A ref followed by the suffix @ with a date specification enclosed in a brace pair (e.g. {yesterday}, {1 month 2 weeks 3 days 1 hour 1 second ago} or {1979-02-26 18:30:00}) specifies the value of the ref at a prior point in time. This suffix may only be used immediately following a ref name and the ref must have an existing log ($GIT_DIR/logs/<ref>). Note that this looks up the state of your local ref at a given time; e.g., what was in your local master branch last week. If you want to look at commits made during certain times, see --since and --until.

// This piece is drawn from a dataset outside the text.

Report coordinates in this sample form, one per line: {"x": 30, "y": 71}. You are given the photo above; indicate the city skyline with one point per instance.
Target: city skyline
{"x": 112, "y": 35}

<refname>@\{<n>\}, e.g. master@{1}

A ref followed by the suffix @ with an ordinal specification enclosed in a brace pair (e.g. {1}, {15}) specifies the n-th prior value of that ref. For example master@{1} is the immediate prior value of master while master@{5} is the 5th prior value of master. This suffix may only be used immediately following a ref name and the ref must have an existing log ($GIT_DIR/logs/<refname>).

@\{<n>\}, e.g. @{1}

You can use the @ construct with an empty ref part to get at a reflog entry of the current branch. For example, if you are on branch blabla then @{1} means the same as blabla@{1}.

@\{-<n>\}, e.g. @\{-1\}

The construct @\{-<n>\} means the <n>th branch/commit checked out before the current one.

<branchname>@{upstream}, e.g. master@{upstream}, @{u}

The suffix @{upstream} to a branchname (short form @{u}) refers to the branch that the branch specified by branchname is set to build on top of (configured with branch.<name>.remote and branch.<name>.merge). A missing branchname defaults to the current one.